Despite injuries on Georgia’s offensive line and general “tough sledding” against Auburn’s nationally renowned defensive front, running back D’Andre Swift did managed to record his eighth career game of 100 or more yards rushing. The junior from Philadelphia finished with 106 yards on 17 carries and also became the fifth Georgia back in history to surpass 1,000 yards in consecutive seasons. With at least four games to go, he has 1,021 yards after rushing for 1,049 last year.

Swift’s best work came on Georgia’s one-minute scoring drive at the end of second quarter. He carried the ball three times for 47 yards on the 81-yard scoring drive, including runs of 26 and 16 yards. Brian Herrien’s 5-yard TD catch 20 seconds before halftime gave the Bulldogs a 14-0 lead.

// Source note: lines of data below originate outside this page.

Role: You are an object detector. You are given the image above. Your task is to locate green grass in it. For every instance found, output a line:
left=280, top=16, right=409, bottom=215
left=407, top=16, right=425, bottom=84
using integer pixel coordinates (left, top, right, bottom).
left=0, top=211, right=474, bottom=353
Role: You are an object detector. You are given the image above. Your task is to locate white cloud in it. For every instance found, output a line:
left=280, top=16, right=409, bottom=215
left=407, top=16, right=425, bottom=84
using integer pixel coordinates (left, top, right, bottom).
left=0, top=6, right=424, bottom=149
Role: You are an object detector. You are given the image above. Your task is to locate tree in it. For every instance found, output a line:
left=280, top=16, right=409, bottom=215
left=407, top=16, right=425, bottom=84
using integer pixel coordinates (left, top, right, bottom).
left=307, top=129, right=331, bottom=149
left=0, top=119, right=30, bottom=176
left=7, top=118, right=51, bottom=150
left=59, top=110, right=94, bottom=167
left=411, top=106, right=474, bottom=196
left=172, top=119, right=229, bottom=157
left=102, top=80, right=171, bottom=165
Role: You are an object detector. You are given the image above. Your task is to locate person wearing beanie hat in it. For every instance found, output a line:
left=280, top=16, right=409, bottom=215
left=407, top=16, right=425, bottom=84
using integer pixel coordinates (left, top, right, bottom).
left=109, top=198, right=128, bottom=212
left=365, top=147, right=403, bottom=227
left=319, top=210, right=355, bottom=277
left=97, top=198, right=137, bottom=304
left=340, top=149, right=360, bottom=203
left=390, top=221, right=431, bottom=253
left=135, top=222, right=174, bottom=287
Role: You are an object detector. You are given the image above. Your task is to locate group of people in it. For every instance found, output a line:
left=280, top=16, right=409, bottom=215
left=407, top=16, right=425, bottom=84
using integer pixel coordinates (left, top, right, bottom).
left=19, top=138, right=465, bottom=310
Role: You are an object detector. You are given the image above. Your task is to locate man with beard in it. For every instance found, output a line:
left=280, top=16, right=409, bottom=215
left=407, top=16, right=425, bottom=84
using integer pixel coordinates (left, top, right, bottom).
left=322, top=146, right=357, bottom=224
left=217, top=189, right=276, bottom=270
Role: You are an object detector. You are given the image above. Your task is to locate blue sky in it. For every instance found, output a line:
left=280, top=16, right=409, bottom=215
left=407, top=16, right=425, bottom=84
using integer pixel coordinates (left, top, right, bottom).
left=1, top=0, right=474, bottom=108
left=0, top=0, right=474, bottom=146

"Yeah, that was huge. It was big,” Smart said of Swift’s work at the end of the half. “We rushed for 141. That's tough to do against those guys. I’m going to be honest with you, you can go ask anybody else in the SEC, if you can rush 36 times and get 141 on Auburn, it’s not easy doing that.”

Swift said they were “definitely hard-earned yards.”

More Travon Walker, please

Georgia got several stand-out performances from freshmen, none more impactful than defensive lineman Travon Walker.

Walker, a 6-foot-5, 290-pound, 5-star signee out of Thomaston, made the biggest play of the night with his five-yard sack of Auburn’s Bo Nix in the game’s final minute. It was one of just two tackles recorded by Walker, who generally comes in as a rush specialist at defensive end for the Bulldogs.

Smart believes that role needs to expand.

“I’ve been saying to our guys: We’ve got to find more ways to play the guy,” Smart said. “He’s probably one of our better overall football players. He’s playing on third down; he plays quite a bit. We’ve got to find ways to use the kid. He’s talented, and we’ve got to do a better job as coaches of finding avenues to help us, because he’s extremely athletic.”

Walker has played in seven of the Bulldogs’ 10 games this season. He has 10 tackles and 1.5 sacks. Presently, he’s listed as fourth-team defensive end behind senior David Marshall, junior Malik Herring, and sophomore Tramel Walthour.

VIDEO: Georgia linebacker Monty Rice talks about the defense's play in the win over Auburn. Video by Chip Towers.

Photographer recovering

Everybody in Jordan-Hare Stadium got a scare when Chamberlain Smith, a photography intern for the UGA Athletic Association, was run over by Georgia’s Herrien when he was shoved out of bounds after a making a catch in the second quarter. Smith was in a kneeling position with her camera when Herrien collided with her. She was knocked unconscious for a brief time and suffered a black eye.


Chamberlain was attended to on the sideline by UGA doctors and trainers and carefully loaded onto a backboard by emergency responders covering the game. She was treated at East Alabama Medical Center and later released with a concussion and a few bumps and bruises.

Herrien actually scored for Georgia on its next offensive play. But he was extremely concerned about Chamberlain and tweeted her best wishes right after the game.